En el año y poquito más, que llevo en "La Coctelera", me ha tocado ser mudo testigo y en algunos contados casos, testigo con voz y voto, de varias historias de amor.
Historias, que me han conmovido profundamente, que me han llenado de alegría, de tristeza, de confusión y mil sentimientos más.
Podría contar, por ejemplo, la historia de un par de almas, que debido a sus especiales circunstancias, se resistían a admitir lo que sentían uno por el otro y que afortunadamente, dejaron a un lado los miedos y ahora comparten una vida en común.
O tal vez, la historia de una pareja que la adversidad lejos de apartarlos, los ha unido, por que la lucha común que han librado contra las injusticias, que se cometían contra ellos, les sirvió para afirmar los lazos que los unían.
Hay otras con final menos feliz, historias en donde la inseguridad de uno u otro, impidió que se escribieran más páginas de algo que pudo ser maravilloso, si sólo hubiese habido un poco de voluntad.
Gente que vive en la búsqueda constante, que se desespera , por no saber que uno no debe "conformarse" nunca con nadie, que prefieren el "vivir mal acompañados, que solos".
También he visto como una persona, sufre por que la discriminan por sus preferencias sexuales, sin importar sus valores, su bondad, su gran corazón,el amor que sus hijos le profesan, etc. Hombres o mujeres solos que libran una batalla con la vida todos los días, por sobrevivir al lado de sus hijos, del abandono o pérdida de su compañero/a de vida.

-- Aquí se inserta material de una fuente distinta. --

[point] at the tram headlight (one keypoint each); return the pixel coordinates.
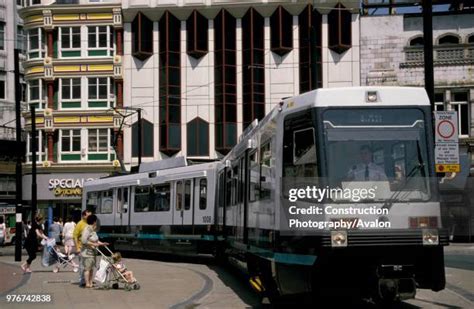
(430, 237)
(338, 238)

Gente que se ha enamorado por primera o enésima vez, que se hacen amigos, sin haberse visto nunca,
que se pelean, que abandonan su espacio, que lo retoman, que hablan de política, cuando quieren hablar de amor, etc,etc.
De todas y cada una, he aprendido algo, que tal vez en su momento, aplique en mi propia historia, esa que nadie conoce, por que nunca la cuento.